My friend and I ordered a version of this in a Manhattan bar and even greedy I was embarrassed at the speed at which we inhaled them. They were delicious -- cooked until they fell in on themselves, with little pockets of charred goodness here and there, yummily punctuated by the added surprise of a spicy shishito pepper in the mix every so often. The peppers were slicked with olive oil and a spice mix that tasted very familiar but could not place.
When pressed, our waiter laughed at us. "The seasoning mix from the little packet that comes in instant ramen" he said. Since the bar we were in was on the high-end side of things, I snobbishly did not believe him and have been trying to recreate this snack ever since, until I finally broke down and bought a package of instant ramen just to see. He had not been teasing me.
These are definitely worth making to serve with drinks.
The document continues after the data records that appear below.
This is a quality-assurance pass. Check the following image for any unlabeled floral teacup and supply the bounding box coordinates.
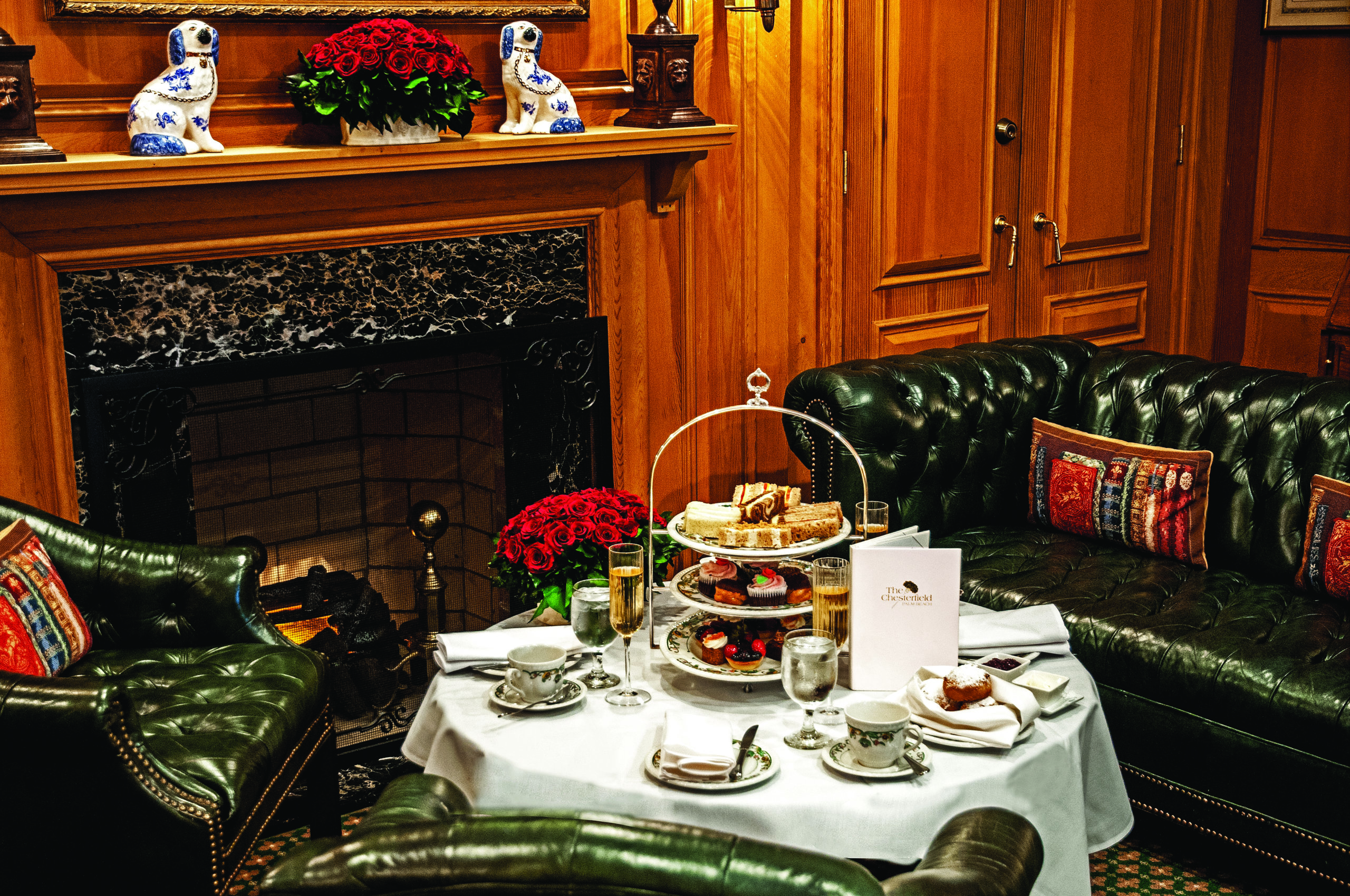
[506,644,567,703]
[844,700,923,768]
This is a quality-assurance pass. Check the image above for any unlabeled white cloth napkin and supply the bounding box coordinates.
[658,710,736,781]
[888,665,1041,747]
[956,603,1071,657]
[432,625,582,674]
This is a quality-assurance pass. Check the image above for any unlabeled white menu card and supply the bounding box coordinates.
[848,526,961,691]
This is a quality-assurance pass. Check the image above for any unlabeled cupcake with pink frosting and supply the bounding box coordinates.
[698,557,740,598]
[745,567,787,607]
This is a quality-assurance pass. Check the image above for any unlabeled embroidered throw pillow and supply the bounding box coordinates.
[0,520,89,677]
[1295,476,1350,598]
[1027,420,1213,568]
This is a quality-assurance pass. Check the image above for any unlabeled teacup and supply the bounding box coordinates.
[844,700,923,768]
[506,644,567,703]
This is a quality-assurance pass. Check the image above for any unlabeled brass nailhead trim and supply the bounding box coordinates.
[1121,764,1350,855]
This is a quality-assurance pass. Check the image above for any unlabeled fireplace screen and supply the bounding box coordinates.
[81,318,610,641]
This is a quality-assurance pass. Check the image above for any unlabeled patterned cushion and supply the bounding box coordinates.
[0,520,89,677]
[1295,476,1350,598]
[1027,420,1213,568]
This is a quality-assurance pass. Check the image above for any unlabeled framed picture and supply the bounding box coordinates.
[1265,0,1350,28]
[46,0,591,22]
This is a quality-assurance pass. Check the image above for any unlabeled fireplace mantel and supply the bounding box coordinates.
[0,124,736,198]
[0,125,737,520]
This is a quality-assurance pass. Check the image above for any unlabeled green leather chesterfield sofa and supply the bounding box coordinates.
[0,499,340,896]
[262,775,1044,896]
[784,337,1350,882]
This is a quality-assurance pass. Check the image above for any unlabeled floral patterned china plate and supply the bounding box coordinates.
[660,611,783,684]
[821,732,933,780]
[668,560,812,619]
[644,741,778,793]
[487,679,586,713]
[666,502,853,560]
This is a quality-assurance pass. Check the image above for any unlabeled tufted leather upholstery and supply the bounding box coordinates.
[784,337,1350,881]
[262,775,1044,896]
[0,499,338,894]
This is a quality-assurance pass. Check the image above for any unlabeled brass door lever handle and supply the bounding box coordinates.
[1031,212,1064,265]
[994,215,1017,267]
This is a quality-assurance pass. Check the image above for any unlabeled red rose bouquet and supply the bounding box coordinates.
[491,489,679,618]
[282,19,487,135]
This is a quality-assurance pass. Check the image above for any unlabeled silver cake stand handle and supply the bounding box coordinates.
[645,367,867,650]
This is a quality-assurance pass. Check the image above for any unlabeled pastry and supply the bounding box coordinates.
[698,557,741,598]
[713,579,749,607]
[745,567,787,607]
[722,638,768,672]
[779,567,812,603]
[689,625,728,665]
[684,501,741,539]
[717,522,793,548]
[942,663,994,703]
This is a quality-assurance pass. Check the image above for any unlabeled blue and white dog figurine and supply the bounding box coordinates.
[127,19,226,155]
[498,22,586,133]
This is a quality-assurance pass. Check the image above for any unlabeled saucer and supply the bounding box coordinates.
[1041,691,1083,715]
[487,679,586,713]
[821,732,933,780]
[644,742,779,793]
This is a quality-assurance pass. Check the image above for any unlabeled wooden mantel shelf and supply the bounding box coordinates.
[0,124,737,196]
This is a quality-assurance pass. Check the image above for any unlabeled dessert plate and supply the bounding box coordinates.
[668,560,812,619]
[487,679,586,713]
[666,502,853,560]
[821,729,933,781]
[644,741,778,793]
[660,612,783,684]
[919,722,1036,750]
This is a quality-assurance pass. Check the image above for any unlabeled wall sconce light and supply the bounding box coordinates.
[722,0,778,31]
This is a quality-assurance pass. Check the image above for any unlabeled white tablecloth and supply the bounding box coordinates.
[403,595,1133,896]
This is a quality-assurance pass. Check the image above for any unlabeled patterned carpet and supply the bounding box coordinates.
[229,810,1266,896]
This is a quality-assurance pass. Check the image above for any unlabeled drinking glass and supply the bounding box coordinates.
[605,544,652,706]
[572,579,618,691]
[812,557,849,646]
[853,501,891,539]
[782,629,840,750]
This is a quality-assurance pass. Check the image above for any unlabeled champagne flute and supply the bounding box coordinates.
[572,579,618,691]
[782,629,840,750]
[605,544,652,706]
[854,501,891,539]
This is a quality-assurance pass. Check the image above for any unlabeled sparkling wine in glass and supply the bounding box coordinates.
[853,501,891,539]
[572,579,618,691]
[605,544,652,706]
[782,629,840,750]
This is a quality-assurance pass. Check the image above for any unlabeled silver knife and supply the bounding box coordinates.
[730,725,759,781]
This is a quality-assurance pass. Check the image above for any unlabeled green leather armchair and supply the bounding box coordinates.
[262,775,1044,896]
[0,499,340,896]
[784,337,1350,885]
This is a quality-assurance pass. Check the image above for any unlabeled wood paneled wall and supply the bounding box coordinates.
[0,0,844,526]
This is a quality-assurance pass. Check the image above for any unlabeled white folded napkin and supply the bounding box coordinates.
[888,665,1041,747]
[658,710,737,781]
[956,603,1071,657]
[432,625,582,672]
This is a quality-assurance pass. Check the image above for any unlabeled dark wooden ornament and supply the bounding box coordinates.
[614,0,717,128]
[0,28,66,164]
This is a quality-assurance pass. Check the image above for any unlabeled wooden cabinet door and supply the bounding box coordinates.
[1017,0,1185,351]
[842,0,1027,359]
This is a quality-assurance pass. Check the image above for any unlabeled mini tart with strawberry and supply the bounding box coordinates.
[722,638,768,672]
[689,624,730,665]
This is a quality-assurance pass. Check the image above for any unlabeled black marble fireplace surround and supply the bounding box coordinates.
[60,228,612,628]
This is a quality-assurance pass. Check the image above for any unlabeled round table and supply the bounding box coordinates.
[403,594,1133,896]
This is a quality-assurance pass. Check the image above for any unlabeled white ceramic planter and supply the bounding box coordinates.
[340,119,440,146]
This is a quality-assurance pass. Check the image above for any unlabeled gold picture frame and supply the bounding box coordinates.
[46,0,591,22]
[1265,0,1350,30]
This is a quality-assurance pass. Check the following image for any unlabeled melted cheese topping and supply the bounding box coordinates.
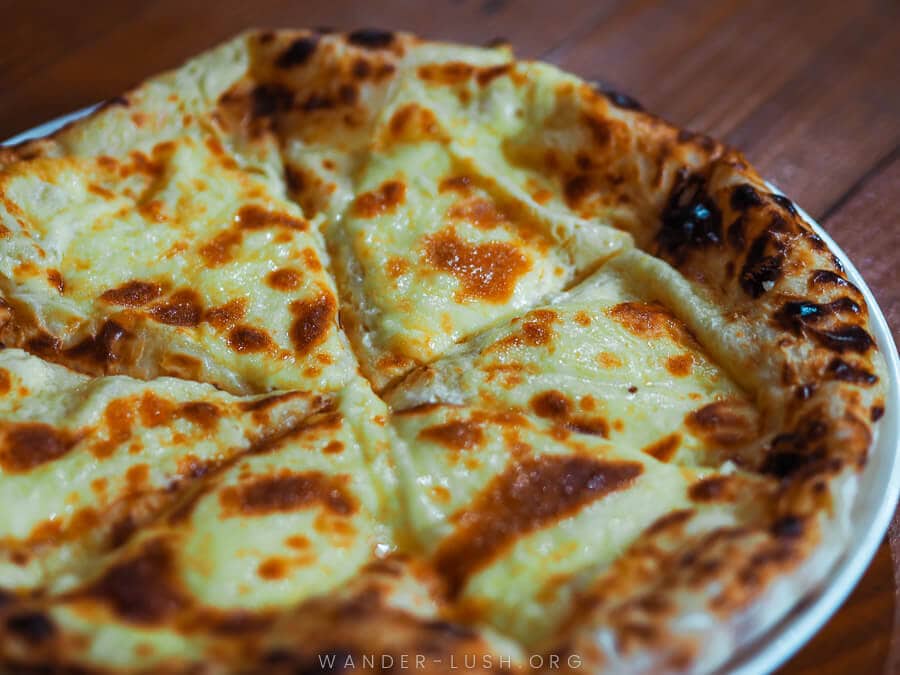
[0,118,353,392]
[0,31,828,672]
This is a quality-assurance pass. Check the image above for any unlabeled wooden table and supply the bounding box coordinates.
[0,0,900,675]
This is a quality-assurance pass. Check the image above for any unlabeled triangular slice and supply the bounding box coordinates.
[0,37,356,393]
[0,349,331,590]
[388,250,762,467]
If, like me, you are not a huge fan of instant ramen spice packets, the closest I have come is to sprinkle the peppers with a half teaspoon of Old Bay, a quarter teaspoon of garlic powder, a little freshly ground ginger, and more salt than I might usually think was good for me...
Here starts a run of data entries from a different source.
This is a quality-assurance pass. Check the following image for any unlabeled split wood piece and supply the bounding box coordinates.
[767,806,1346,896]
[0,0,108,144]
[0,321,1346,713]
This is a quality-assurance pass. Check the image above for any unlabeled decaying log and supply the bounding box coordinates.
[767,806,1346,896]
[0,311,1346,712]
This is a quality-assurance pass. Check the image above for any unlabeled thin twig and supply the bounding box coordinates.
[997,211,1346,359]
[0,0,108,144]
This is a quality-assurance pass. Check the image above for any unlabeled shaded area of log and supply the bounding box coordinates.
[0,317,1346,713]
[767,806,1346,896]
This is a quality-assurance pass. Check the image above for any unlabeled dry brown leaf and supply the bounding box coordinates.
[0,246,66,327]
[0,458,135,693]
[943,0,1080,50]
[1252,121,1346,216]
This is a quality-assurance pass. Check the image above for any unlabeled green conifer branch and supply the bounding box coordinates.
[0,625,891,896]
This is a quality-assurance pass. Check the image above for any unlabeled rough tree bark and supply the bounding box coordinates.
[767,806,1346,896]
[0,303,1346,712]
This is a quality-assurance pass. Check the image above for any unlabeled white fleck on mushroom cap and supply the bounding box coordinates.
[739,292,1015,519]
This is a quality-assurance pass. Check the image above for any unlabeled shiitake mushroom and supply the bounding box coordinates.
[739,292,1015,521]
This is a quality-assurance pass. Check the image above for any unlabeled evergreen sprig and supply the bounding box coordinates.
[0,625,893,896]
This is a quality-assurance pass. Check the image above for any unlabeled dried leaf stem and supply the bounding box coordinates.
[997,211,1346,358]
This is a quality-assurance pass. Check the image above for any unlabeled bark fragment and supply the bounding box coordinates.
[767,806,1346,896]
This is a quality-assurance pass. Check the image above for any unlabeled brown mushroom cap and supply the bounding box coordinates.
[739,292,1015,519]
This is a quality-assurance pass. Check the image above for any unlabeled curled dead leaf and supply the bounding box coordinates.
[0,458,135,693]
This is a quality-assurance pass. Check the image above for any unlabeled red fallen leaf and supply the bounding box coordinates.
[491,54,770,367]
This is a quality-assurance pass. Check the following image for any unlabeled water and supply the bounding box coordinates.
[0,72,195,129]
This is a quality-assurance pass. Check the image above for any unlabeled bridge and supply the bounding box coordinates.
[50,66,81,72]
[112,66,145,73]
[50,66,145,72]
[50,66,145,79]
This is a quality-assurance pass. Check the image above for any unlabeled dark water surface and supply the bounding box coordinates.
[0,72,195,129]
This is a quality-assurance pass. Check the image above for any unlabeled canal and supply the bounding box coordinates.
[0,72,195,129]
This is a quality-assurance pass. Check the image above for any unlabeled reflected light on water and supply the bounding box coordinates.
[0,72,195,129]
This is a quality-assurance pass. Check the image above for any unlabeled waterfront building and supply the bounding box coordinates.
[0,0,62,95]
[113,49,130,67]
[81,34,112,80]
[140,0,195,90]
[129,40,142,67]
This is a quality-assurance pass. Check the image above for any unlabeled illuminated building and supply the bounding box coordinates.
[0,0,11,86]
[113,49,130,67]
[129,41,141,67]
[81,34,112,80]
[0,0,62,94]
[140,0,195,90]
1 6 oz package of shishito peppers
2 tsps olive oil
2 instant ramen seasoning packets
Juice from 1/2 a lemon
Liberal sprinkling of flaky salt
Heat a large skillet over medium high heat for about a minute.
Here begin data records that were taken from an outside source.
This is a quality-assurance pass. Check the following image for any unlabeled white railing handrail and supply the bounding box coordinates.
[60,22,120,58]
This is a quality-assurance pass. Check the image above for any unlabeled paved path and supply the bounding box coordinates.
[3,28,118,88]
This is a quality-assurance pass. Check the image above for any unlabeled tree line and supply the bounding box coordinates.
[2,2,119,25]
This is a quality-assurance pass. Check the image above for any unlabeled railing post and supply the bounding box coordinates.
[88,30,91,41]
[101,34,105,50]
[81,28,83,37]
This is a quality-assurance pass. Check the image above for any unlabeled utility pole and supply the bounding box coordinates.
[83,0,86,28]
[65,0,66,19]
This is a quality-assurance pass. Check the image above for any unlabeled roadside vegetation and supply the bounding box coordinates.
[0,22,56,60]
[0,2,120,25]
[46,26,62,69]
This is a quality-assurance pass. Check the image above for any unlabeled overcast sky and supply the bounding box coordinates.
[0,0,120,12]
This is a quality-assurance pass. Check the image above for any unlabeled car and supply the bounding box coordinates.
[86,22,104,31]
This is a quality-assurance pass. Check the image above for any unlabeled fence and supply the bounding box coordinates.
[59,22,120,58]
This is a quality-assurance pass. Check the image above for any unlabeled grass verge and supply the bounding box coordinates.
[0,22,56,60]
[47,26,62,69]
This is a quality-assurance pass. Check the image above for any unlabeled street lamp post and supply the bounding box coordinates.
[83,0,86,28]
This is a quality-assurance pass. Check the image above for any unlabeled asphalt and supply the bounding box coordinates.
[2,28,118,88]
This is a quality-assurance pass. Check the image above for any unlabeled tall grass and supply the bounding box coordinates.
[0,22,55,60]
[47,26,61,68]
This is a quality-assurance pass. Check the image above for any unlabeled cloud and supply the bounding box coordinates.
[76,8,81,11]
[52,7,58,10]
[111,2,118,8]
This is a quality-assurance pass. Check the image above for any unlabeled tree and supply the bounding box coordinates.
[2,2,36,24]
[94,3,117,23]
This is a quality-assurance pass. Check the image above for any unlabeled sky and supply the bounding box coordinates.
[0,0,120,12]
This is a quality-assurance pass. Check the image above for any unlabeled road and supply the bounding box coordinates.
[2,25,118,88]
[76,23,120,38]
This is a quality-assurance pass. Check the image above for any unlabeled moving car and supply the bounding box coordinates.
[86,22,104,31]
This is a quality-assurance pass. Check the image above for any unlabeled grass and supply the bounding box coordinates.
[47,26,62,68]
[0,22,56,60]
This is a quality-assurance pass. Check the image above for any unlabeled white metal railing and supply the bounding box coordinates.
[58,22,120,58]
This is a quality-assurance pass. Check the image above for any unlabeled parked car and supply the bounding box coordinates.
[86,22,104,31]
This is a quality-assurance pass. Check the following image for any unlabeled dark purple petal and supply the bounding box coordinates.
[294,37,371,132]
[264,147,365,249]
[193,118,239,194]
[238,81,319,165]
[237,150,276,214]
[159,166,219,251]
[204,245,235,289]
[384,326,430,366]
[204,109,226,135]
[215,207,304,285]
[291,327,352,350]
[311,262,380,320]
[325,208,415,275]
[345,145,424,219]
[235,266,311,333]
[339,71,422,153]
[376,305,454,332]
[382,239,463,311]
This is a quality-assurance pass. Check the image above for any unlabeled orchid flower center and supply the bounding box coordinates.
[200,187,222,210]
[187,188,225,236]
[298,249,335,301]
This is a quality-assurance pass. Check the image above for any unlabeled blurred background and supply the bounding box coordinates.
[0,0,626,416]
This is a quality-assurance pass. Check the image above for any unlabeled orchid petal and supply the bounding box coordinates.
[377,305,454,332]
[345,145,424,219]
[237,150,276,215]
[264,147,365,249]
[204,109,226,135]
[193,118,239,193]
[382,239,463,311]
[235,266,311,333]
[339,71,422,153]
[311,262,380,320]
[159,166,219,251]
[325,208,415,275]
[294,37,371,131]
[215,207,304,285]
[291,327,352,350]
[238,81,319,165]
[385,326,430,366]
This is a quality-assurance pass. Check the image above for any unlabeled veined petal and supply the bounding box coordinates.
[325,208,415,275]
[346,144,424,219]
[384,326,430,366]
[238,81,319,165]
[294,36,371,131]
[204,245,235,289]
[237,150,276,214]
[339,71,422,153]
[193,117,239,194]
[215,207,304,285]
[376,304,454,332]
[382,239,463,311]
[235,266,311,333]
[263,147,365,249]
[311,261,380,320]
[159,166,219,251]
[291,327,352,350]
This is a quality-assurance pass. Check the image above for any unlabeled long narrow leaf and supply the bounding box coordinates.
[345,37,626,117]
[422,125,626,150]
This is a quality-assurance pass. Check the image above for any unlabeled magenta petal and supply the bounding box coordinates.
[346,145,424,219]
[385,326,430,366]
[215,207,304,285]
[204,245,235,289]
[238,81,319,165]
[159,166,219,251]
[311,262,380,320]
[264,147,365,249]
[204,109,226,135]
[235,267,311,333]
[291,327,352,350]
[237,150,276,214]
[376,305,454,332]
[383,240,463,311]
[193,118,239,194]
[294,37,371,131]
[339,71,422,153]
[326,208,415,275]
Lower the heat to medium and add the olive oil and the shishito peppers and spread them in one layer. Cook undisturbed for 30 seconds before shaking the pan to redistribute the peppers. Cook the peppers until they are tender (about 3 minutes total), making sure to shake the pan every thirty seconds or so so that they get a bit charred on all sides and acquire a thin sheen of oil.
Remove from the heat and sprinkle with the lemon juice, toss to distribute. Then do the same with the salt and the seasoning.
Serve at once, pipping hot and watch this disappear in faster time than you made it.
This is a four minute and thirty seven second to the table dish.